# Philip Joseph McKenna II - "My first confession" audio transcript note

Date processed: 2026-05-13

Source audio: `raw/Philip Joseph McKenna II - My first confession.m4a`

Wiki audio copy: `wiki/assets/audio/philip-j-mckenna-ii-first-confession.m4a`

Length: approximately 28 minutes 47 seconds.

Processing note: The first approximately 22 minutes are Philip Joseph McKenna II reading Frank O'Connor's published short story "First Confession." Because that portion is a copyrighted literary text rather than original family testimony, the wiki preserves the audio and context but does not reproduce the full story text. The transcript below begins when the recording turns to Philip II's own first-confession memory.

Transcript generated locally with `mlx_whisper` using `mlx-community/whisper-large-v3-turbo`, then lightly cleaned for punctuation, paragraphing, and obvious speech-recognition errors. Speaker labels are inferred. The priest's surname is heard/transcribed as Father Divine, but it may be Devine and should be checked against St. Vincent's Chicago records.

## Family-history extract begins at about 22:18

**Interviewer:** I've got to wipe my eyes. I've got tears. Could you carry on from here and tell us about your experience and your first confession, and your friend who went to confession?

**Philip II:** Father Divine.

**Conversation:** No, don't do that. Why? Because you have to do that thing. Is it going, John? Yes.

**Philip II:** When I started grade school, I went to the public school in the first and second grades. And then my parents thought that I should go to the Catholic school, St. Vincent's, which was quite a distance away. I had to go by streetcar.

**Interviewer:** Which year was this?

**Philip II:** This is about 1905 - no, about 1907, something like that. I was about seven or eight or nine, something like that. We didn't make confessions early in those days. We had to prepare for confession for a long time. But at any rate, we had our confession in the Catholic school by the nun.

Now, when I got over to St. Vincent's school, I was a total stranger. I was out of my neighborhood. I didn't know anybody. But I did make friends with a boy whose name was Clarence Kelly.

I used to get my 15 cents or a quarter for my luncheon. He taught me how to go to a bakery and get a loaf of bread. Then he showed me also one time to get a can of kidney beans. We took them and sat under the elevated tracks in Chicago near the school and had our own [unclear].

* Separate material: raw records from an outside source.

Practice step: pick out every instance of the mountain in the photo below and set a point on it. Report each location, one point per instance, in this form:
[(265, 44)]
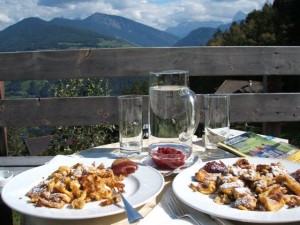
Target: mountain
[(201, 35), (122, 29), (239, 16), (183, 29), (198, 37), (34, 33)]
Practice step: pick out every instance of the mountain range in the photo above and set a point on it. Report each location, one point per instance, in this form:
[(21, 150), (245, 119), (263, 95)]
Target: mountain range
[(101, 30)]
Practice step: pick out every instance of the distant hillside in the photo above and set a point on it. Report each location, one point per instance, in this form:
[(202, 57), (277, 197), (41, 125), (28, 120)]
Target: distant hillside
[(198, 37), (122, 29), (184, 28), (34, 33)]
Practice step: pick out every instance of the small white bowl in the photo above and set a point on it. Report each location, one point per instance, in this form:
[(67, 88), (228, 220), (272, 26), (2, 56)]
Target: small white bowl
[(5, 176)]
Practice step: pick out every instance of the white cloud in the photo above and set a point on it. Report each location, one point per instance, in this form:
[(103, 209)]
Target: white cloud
[(157, 13)]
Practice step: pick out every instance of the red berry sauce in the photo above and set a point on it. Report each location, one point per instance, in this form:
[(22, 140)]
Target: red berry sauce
[(167, 157)]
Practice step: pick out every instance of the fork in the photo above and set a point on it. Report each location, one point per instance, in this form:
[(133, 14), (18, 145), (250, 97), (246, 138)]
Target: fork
[(178, 209)]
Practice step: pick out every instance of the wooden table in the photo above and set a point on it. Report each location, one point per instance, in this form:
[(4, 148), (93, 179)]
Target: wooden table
[(21, 164)]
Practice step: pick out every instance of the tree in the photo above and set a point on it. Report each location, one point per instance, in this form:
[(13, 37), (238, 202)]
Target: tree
[(70, 139), (276, 24)]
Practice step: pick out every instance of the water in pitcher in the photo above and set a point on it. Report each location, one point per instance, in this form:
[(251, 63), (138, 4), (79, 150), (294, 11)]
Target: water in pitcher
[(169, 117)]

But Clarence and I became good friends. His parents weren't very rich, I guess, or wealthy or well-to-do. They lived in a poor neighborhood. My father's house was the nice one over in Lincoln Park. One day I brought Clarence over, and my mother came to open the door. Just as I was about to introduce him, Clarence said to my mother, "Excuse my appearance, ma'am, but my appearance are poor." Well, that was Clarence.

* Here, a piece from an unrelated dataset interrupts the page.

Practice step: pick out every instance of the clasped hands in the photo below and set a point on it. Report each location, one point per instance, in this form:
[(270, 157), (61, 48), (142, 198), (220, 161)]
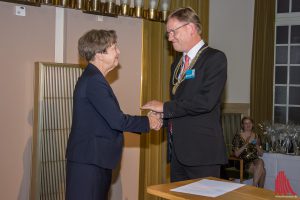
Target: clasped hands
[(155, 114)]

I liked Clarence very much, but he was kind of backward - not backward, but reticent. He didn't like to speak out to himself.

One day we were having this instruction in class, and Father Divine came in. Now, Father Divine was the instructor for our group. He was the boss of the catechism group. He was a man, I would say about 50 years old at the time, and he was short and fat.

Can you imagine a great big sack of potatoes, about two feet around, a couple of feet sticking out at the bottom, and a pumpkin on his head, and this rope tied around his middle? That's the picture I have of Father Divine. He never smiled. He was a complete grouch. We were scared to death of him, and so was the nun.

Now, this morning he came into the classroom, and we all had to rise and say, "Good morning, Father." Then we sat down. He just stood in front of us and said, "How many of you were at Mass last Sunday?" All hands went up. I was in the fourth row; Clarence was in the front. All hands went up except Clarence's.

"Stand up. Why weren't you at Mass last Sunday?"

"My mother was sick, Father."

"When was the last time you were at Mass?"

"Thanksgiving, Father."

That was about two weeks past. He took his hand and put it on the side of Clarence's face, and poor Clarence went to the floor. Well, one was scared to death of him.

Anyway, we continued with our instructions, and the next day or two we had to go to confession in St. Vincent's Church. St. Vincent's Church is one of the old kind of churches. It's very big inside. It was like a cathedral, all stone. You walked in the church and it was cold. You felt chilled. It was dark and dank. The confessionals were something like the little boy told in the story. The boxes were built into the wall.

I got into the confessional and my turn came. When the door slid back - the slide went back - I said, "Bless me, Father, this is my first..." Then I stopped.

"Go on. Tell me your sins."

"I swore, Father."

"You swore. What did you say?"

"I don't remember, Father."

"You don't remember? Then get out of here and come back after you've examined your conscience."

That was the end of my story. I went out, and I went back later on.

**Interviewer:** What about your friend?

**Philip II:** Oh, my friend wasn't any part of that story. Clarence Kelly, I haven't heard of. I don't know where he is. Except Clarence Kelly is the name of who now heads the FBI. He's not the same one. Oh, no. I don't have any recollection of Clarence after that. Then the next year we moved to Rogers Park, so I didn't see Clarence anymore.